Prova de fogo

O discípulo de Hus que, à semelhança do mestre, se tornou mártir, apesar de ter sido forçado a negar a fé num momento de fragilidade

Crédito: Fotolia / Eduardo Olszewski

Na década de 1970, a Revista Adventista publicou uma coluna intitulada “Teste Conflito dos Séculos”, que desafiava os leitores a responder perguntas feitas com base no livro O Grande Conflito, de Ellen White. Na edição de janeiro de 1978, 4 das 10 questões eram referentes a Jerônimo de Praga:

  • O que Jerônimo trouxe consigo ao voltar da Inglaterra?
  • Jerônimo, companheiro de Hus, foi preso. Meses depois, por causa das crueldades de que foi vítima, ficou gravemente enfermo. Então, diante das primeiras investidas dos inimigos da fé, o que fez ele?
  • Retratando-se, mais tarde, da própria abjuração, Jerônimo foi também condenado à fogueira. Que palavras disse ao carrasco?
  • Qual foi a acusação que condenou Jerônimo no Concílio?

Você sabe responder a essas perguntas? A seguir conheceremos as respostas a essas e outras questões sobre a vida desse importante reformador da fé cristã.

Em 1378, quando Carlos IV faleceu, a Boêmia era um dos estados mais promissores e poderosos da Europa. Séculos antes, havia sido o refúgio para os cristãos que, por denunciarem os desmandos da igreja, foram expulsos da Itália e da França.

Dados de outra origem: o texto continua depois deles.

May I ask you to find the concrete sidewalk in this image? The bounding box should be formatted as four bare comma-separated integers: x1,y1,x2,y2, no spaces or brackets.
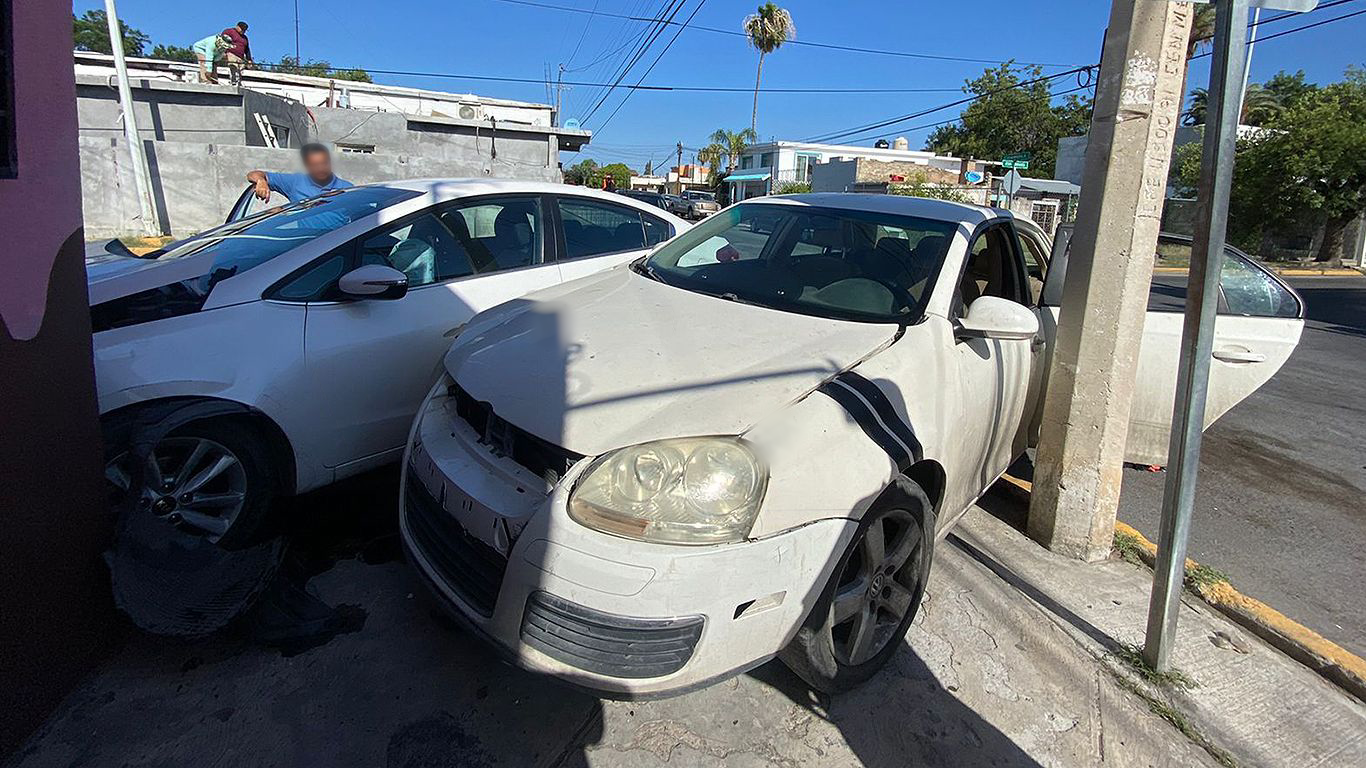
10,489,1366,768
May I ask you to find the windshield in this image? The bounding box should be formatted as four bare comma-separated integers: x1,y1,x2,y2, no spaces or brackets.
156,187,421,292
641,204,958,323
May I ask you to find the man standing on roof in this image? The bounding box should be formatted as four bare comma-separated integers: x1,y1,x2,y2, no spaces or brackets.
220,22,253,85
247,143,352,202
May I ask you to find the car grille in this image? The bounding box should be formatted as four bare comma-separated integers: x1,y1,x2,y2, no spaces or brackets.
449,384,583,485
404,477,508,616
522,592,702,678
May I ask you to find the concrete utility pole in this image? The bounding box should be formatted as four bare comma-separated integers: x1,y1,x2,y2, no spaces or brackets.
104,0,161,235
1029,0,1193,562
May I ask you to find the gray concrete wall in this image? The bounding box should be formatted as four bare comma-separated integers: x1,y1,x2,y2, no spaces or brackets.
81,137,561,239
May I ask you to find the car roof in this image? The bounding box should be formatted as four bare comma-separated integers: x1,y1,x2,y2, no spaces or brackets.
744,193,1012,224
372,178,650,202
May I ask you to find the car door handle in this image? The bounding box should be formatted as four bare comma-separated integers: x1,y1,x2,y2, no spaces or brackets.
1214,347,1266,362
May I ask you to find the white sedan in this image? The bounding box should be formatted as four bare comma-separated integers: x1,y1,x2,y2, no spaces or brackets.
400,194,1303,697
86,179,688,547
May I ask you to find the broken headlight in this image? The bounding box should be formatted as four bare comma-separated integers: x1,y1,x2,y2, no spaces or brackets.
570,437,768,544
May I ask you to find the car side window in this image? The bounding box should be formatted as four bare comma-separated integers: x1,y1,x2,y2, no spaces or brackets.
958,224,1030,312
359,210,474,288
1019,234,1048,306
453,197,545,275
559,198,646,258
641,213,673,246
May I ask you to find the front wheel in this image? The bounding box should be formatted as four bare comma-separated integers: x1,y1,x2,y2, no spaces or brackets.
105,420,276,549
779,481,933,693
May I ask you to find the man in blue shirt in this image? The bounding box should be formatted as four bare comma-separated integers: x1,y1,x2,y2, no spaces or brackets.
247,143,351,202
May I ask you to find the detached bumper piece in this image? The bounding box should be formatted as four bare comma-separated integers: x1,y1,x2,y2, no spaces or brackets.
522,592,702,678
403,478,508,616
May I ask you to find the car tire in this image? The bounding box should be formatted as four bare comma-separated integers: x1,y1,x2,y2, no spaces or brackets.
779,478,934,694
104,414,279,549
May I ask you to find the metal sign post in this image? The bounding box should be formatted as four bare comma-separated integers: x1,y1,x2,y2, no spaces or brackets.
1143,0,1317,671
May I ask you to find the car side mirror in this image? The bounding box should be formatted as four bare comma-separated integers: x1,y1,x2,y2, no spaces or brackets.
955,297,1038,340
337,264,408,301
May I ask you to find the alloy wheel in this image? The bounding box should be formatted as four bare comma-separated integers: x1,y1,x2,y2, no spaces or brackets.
829,510,923,666
104,437,247,544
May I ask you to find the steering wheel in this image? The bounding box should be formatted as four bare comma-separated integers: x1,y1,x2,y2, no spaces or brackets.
861,275,915,309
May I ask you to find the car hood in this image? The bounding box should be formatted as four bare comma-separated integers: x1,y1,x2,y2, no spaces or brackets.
445,265,896,455
85,244,213,306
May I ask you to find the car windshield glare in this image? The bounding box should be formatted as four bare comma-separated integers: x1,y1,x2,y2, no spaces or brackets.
643,204,958,323
157,187,421,290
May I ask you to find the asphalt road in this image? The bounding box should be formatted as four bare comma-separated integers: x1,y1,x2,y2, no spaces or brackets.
1119,277,1366,656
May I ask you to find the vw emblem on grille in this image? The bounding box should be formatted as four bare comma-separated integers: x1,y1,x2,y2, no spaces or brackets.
484,411,514,456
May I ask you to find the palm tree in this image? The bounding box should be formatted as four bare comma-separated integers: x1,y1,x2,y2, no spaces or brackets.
1186,83,1285,126
1182,4,1214,126
703,128,758,174
744,3,796,133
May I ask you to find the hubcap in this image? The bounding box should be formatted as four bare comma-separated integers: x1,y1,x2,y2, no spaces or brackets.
829,510,922,666
104,437,247,543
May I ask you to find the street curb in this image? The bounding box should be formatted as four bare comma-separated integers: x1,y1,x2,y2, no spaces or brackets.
999,474,1366,701
1153,264,1362,277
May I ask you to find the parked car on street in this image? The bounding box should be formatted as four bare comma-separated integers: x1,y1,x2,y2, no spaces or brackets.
616,190,669,210
400,194,1303,697
679,190,721,220
86,179,687,545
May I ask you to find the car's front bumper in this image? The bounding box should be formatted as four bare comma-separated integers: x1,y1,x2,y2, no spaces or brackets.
400,382,855,697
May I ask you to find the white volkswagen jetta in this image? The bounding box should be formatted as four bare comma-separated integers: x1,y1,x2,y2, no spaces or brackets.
400,194,1303,696
96,179,688,545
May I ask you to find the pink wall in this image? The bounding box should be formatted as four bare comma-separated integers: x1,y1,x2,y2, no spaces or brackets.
0,0,81,340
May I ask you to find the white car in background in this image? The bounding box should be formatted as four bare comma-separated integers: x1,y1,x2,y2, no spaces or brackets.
400,194,1303,697
86,179,688,545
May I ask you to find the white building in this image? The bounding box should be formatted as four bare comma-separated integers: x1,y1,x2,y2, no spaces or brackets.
725,138,963,202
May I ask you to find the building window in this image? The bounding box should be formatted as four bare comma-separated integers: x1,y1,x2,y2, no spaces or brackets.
0,0,19,179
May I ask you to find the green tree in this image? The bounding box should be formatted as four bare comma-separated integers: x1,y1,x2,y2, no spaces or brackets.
598,163,635,190
1179,68,1366,262
926,61,1091,178
71,10,152,56
709,128,758,174
564,157,602,186
152,44,199,64
269,56,374,82
744,3,796,135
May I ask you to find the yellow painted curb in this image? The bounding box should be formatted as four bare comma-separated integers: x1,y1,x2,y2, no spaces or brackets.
1001,474,1366,701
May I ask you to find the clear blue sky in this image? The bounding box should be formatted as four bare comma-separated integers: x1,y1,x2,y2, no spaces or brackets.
74,0,1366,169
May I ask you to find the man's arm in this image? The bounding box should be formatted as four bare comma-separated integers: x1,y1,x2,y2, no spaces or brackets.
247,171,270,200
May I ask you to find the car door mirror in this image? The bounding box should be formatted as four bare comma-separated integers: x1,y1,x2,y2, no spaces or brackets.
337,264,408,299
956,297,1038,340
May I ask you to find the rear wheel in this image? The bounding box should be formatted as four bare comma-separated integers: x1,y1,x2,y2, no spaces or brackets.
105,418,276,549
779,482,933,693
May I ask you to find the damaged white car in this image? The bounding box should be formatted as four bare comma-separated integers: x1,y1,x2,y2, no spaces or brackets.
86,179,687,547
400,194,1303,697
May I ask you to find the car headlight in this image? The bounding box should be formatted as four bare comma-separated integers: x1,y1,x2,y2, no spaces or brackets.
570,437,768,544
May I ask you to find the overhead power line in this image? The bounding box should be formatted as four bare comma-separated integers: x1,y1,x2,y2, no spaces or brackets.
806,0,1366,142
480,0,1072,67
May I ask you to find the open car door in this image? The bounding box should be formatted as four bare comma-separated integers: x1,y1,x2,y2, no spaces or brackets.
1041,230,1305,466
224,184,290,224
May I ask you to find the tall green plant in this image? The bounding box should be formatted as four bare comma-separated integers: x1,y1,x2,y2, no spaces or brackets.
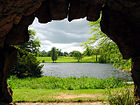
10,50,43,78
82,19,131,69
51,47,57,62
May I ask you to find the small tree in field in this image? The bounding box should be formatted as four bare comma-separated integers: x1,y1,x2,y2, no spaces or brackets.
73,51,83,62
51,47,57,62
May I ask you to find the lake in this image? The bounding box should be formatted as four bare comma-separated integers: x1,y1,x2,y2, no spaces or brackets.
42,63,131,80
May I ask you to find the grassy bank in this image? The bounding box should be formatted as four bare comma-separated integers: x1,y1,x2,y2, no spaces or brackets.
13,89,106,102
8,76,125,90
8,76,132,102
37,56,99,63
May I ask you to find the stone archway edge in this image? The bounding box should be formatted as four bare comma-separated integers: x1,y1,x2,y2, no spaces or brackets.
0,0,140,103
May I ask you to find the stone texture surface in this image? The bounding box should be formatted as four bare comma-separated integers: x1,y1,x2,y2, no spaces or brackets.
0,0,140,103
101,0,140,59
0,0,41,47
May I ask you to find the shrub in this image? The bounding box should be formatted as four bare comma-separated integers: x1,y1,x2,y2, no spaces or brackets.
10,50,43,78
106,88,136,105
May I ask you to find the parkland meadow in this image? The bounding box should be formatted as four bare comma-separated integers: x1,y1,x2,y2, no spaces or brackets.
8,76,132,102
37,55,99,63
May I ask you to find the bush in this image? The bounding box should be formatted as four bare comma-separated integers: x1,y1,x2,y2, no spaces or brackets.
106,88,136,105
10,50,43,78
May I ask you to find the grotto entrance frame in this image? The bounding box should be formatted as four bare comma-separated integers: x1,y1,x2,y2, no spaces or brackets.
0,0,140,103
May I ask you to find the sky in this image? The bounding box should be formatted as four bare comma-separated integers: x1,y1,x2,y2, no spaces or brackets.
29,18,92,52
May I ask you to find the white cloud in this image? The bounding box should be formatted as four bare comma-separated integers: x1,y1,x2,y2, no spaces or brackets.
30,19,92,52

Nesse contexto, em 1379, numa família rica de Praga, nasceu Jerônimo. No entanto, aos 19 anos, quando ele se tornou bacharel pela Universidade de Praga, o cenário religioso era extremamente conturbado. A disputa pelo poder havia tomado proporções tão grandes que culminou no Cisma do Ocidente (período em que dois papas, o de Avignon e o de Roma, entraram em conflito). Quatro anos depois de deixar a Universidade de Praga, Jerônimo visitou a Universidade de Oxford, na Inglaterra, onde copiou obras de John Wycliffe. Em 1403, esteve em Jerusalém e, dois anos depois, foi para a França. Depois de obter o título de mestre, Jerônimo esteve em outras duas universidades da Alemanha (Universidade de Colônia e Universidade de Heidelberg).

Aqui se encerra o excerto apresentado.